Thereafter we are treated to sections on “The librarian as an historian”, “The librarian as a bibliographer” and “The librarian as a collector … for others”. These present a wide range of essays on books, librarians, bibliographers and bibliographical topics, most of them naturally on North American themes and some of them more technical than others; but all of them reproduced here erudite, accessible and often entertaining. His most technical work is excluded from this volume, by reason of its length and complexity. A 12‐page bibliography of Stoddard’s writings will take those who wish into that work. In these pages, both forgotten names of the past, booksellers and librarians, and the famous, come alive from the page, as do different aspects of the history of the book. The final two sections reprint Stoddard’s Winship and other lectures (“The librarian at the lectern”) and “The librarian … after the rare book” presents three essays which combine into an authoritative and entertaining discourse on the nature and importance of the rare book.

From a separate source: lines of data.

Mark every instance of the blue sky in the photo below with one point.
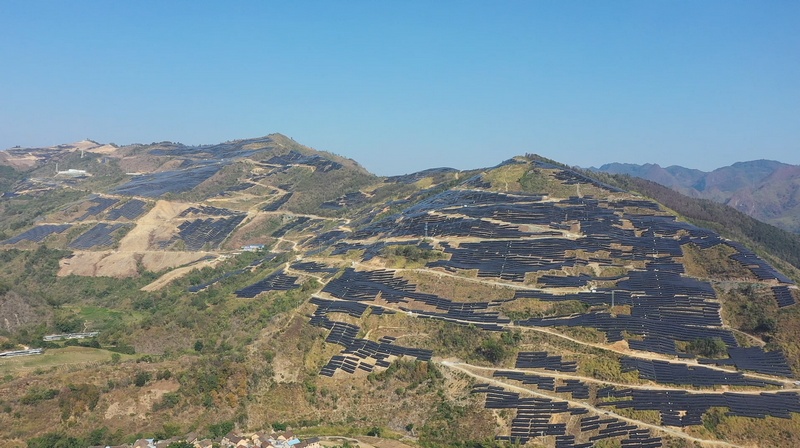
(407, 85)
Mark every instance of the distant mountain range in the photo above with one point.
(764, 189)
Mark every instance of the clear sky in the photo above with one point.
(401, 86)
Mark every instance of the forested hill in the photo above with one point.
(764, 189)
(166, 291)
(777, 243)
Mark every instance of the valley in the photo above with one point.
(528, 303)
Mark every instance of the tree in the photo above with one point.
(181, 444)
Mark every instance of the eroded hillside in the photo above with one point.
(526, 303)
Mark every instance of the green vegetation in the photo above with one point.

Quite apart from his lightly worn but very obvious scholarly abilities, Stoddard knows how to communicate, not just with other scholars but especially with younger students: these essays and lectures are highly readable and often as entertaining as they are informative or thought‐provoking. They are more than a fitting tribute to their author: a reminder too of what much of librarianship is still about, even (or especially) in the online twenty‐first century. Rare book librarians themselves and bibliographers will read these essays with appreciation and enjoyment: but they have much to say to the rest of our community as well, and they say it beautifully.